Ein gewaltiger Ruck schleuderte sie gegen die Rückenlehne, der Transporter wurde zur Seite gerissen, dann kippte die Nase im 45-Grad-Winkel nach unten, um sich schon im nächsten Moment schlagartig wieder aufzurichten. Glass’ Magen machte einen Satz, das Brüllen eines Kindes übertönte das allgemeine entsetzte Aufkeuchen. Die Hülle des Transporters begann sich an mehreren Stellen nach innen zu biegen, als hätte ein Riese ihn mit der Faust gepackt. Mehrere Leute schrien, dann zerriss ein hochfrequentes Kreischen die Luft und wurde immer lauter, bis Glass die anderen Passagiere nicht mehr hören konnte und glaubte, ihre Trommelfelle müssten jeden Moment platzen.

Sie erwiderte den Druck von Lukes Hand, krallte sich in ihrem Sitz fest und wartete darauf, dass die Angst einsetzte. Doch das passierte nicht. Die Ereignisse der letzten Tage hatten sie emotional taub gemacht. Zu sehen, wie der Kolonie, ihrem Zuhause, der Sauerstoff ausging, war schrecklich gewesen. Der illegale Raumspaziergang von der Walden zur Phoenix, auf der es noch genug Atemluft gab, war verrückt und gefährlich gewesen, doch sie hatten es geschafft. Sie hatten überlebt und waren nun auf dem Transporter. Doch jetzt, da die Landung kurz bevorstand, war ihr die Erde plötzlich vollkommen egal. Sie wollte lieber hier und jetzt sterben, als jeden Morgen aufzuwachen und sich daran erinnern zu müssen, dass ihre Mutter nicht mehr lebte.

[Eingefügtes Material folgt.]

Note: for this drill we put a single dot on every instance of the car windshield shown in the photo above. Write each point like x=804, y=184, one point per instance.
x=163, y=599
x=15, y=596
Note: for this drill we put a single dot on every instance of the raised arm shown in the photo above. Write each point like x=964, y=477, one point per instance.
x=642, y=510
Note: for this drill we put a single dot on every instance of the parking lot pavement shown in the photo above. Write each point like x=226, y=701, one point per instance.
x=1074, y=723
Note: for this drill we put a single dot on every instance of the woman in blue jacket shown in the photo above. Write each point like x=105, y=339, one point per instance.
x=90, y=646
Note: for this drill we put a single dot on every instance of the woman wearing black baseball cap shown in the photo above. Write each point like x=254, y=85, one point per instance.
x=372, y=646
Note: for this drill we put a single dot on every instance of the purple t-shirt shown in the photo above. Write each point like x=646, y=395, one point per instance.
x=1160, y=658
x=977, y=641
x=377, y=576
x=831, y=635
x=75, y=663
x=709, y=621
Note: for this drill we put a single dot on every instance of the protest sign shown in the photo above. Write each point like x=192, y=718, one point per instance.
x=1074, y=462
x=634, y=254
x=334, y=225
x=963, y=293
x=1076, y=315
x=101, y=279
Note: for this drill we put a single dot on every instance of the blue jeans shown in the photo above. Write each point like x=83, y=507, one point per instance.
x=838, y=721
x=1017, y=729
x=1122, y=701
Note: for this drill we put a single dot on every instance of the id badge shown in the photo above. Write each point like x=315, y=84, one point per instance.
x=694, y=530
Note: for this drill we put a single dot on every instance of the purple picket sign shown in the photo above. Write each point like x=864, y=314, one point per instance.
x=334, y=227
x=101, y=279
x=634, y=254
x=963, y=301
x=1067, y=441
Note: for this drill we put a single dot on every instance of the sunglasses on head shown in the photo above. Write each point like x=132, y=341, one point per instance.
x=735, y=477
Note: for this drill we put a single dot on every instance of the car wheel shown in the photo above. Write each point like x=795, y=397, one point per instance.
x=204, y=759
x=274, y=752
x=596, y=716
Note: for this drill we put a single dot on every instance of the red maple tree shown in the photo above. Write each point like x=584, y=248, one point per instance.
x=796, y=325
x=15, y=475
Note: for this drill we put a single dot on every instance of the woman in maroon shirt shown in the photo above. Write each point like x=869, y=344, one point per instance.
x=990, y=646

Glass drehte den Kopf zur Seite und sah Luke stur geradeaus schauen. Sein Gesicht war eine steinerne Maske der Entschlossenheit. Versuchte er, ihr damit Sicherheit zu geben? Oder hatte er in seiner Offiziersausbildung gelernt, auch unter extremer Anspannung so ruhig zu bleiben? Luke hatte etwas Besseres verdient. Sollte das jetzt wirklich das Ende sein, nach allem, was sie gemeinsam durchgemacht hatten? Waren sie dem sicheren Tod in der Kolonie entronnen, nur um jetzt auf noch grausamere Weise zu sterben? Die Menschheit hätte frühestens in hundert Jahren auf die Erde zurückkehren sollen, erst dann wäre die Strahlung nach der Stunde Null ausreichend zurückgegangen, hatten die Wissenschaftler gesagt. Ihre Heimkehr war verfrüht, eine verzweifelte Flucht ins Ungewisse.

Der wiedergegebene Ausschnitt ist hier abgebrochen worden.